Hopkins told Mitchell that deep learning “is still evolving but shows great potential for solving business problems.” Mitchell defines deep learning as “a set of machine-learning techniques based on neural networking.” It should be pointed out, however, that not all deep learning (or cognitive computing) systems require neural networking. “Deep learning,” Hopkins states, “enables computers to recognize items of interest in large quantities of unstructured and binary data, and to deduce relationships without needing specific models or programming instructions.” Accenture’s latest technology vision entitled “From Digitally Disrupted to Digital Disrupter,” predicts that cognitive computing will the “ultimate solution” for big data analytics.
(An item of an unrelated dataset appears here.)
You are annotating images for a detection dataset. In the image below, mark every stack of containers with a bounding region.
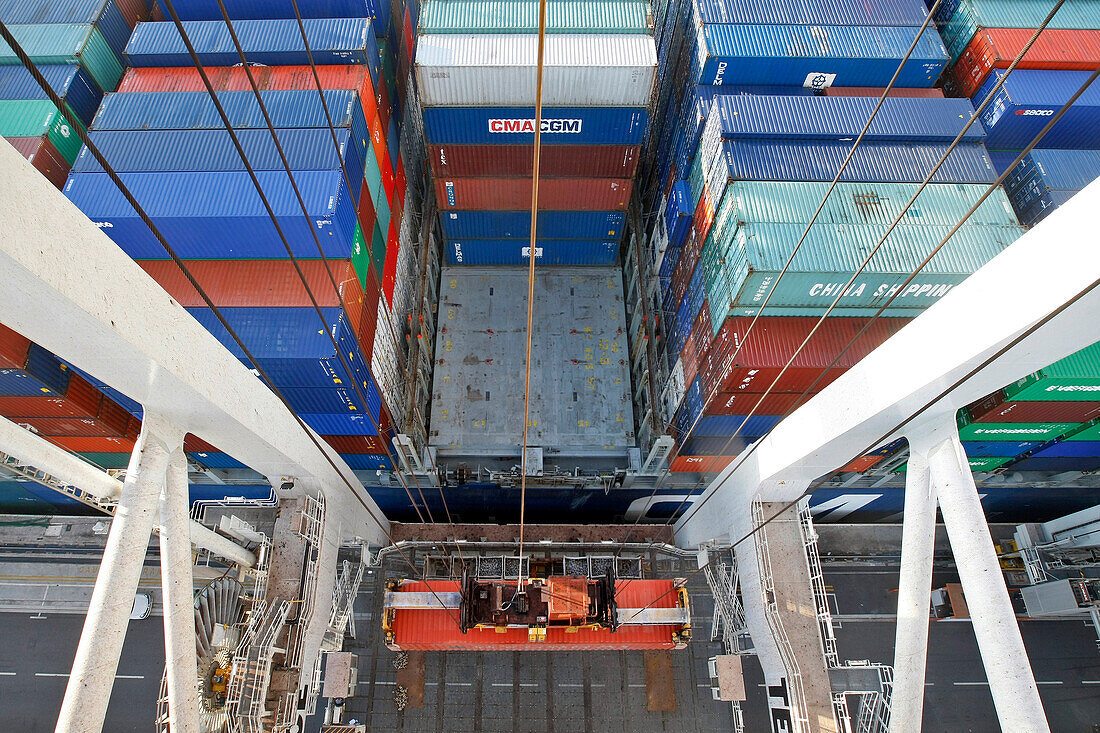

It explains:

“What if … machines could be taught to leverage data, learn from it, and, with a little guidance, figure out what to do with it? That’s the power of machine learning — which is a major building block of the ultimate long-term solution: cognitive computing. Rather than being programmed for specific tasks, machine learning systems gain knowledge from data as ‘experience’ and then generalize what they’ve learned in upcoming situations. Cognitive computing technology builds on that by incorporating components of artificial intelligence to convey insights in seamless, natural ways to help humans or machines accomplish what they could not on their own.”
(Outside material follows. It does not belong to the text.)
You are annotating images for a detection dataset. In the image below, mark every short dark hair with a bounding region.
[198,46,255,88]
As President and CEO of a cognitive computing company, Enterra Solutions®, I was pleased that the Accenture study discusses a case study in which Enterra plays a significant role (see my article entitled “Cognitive Computing and the Digital Business“).

 

In-memory Analytics

 

The final trend discussed by Mitchell involves the use of in-memory databases. He writes, “The use of in-memory databases to speed up analytic processing is increasingly popular and highly beneficial in the right setting. … In fact, many businesses are already leveraging hybrid transaction/analytical processing (HTAP) — allowing transactions and analytical processing to reside in the same in-memory database.” Elliott adds:

“In-memory computing is providing an opportunity to rethink information systems from scratch. According to Gartner, in-memory: ‘isn’t only about SAP HANA, isn’t new, isn’t unproven, isn’t only about big companies, and isn’t only about analytics’: ‘In-memory computing will have a long-term disruptive impact by radically changing users’ expectations, application design principles, and vendor’s strategy.'”

Mitchell concludes, “With so many emerging trends around big data and analytics, IT organizations need to create conditions that will allow analysts and data scientists to experiment.” Curran added, “You need a way to evaluate, prototype and eventually integrate some of these technologies into the business.” I agree that the best way to evaluate big data projects is through the use of pilot projects. By working together, vendors and customers can create an analytic solution that is tailored and scalable to the exact requirements of the organization.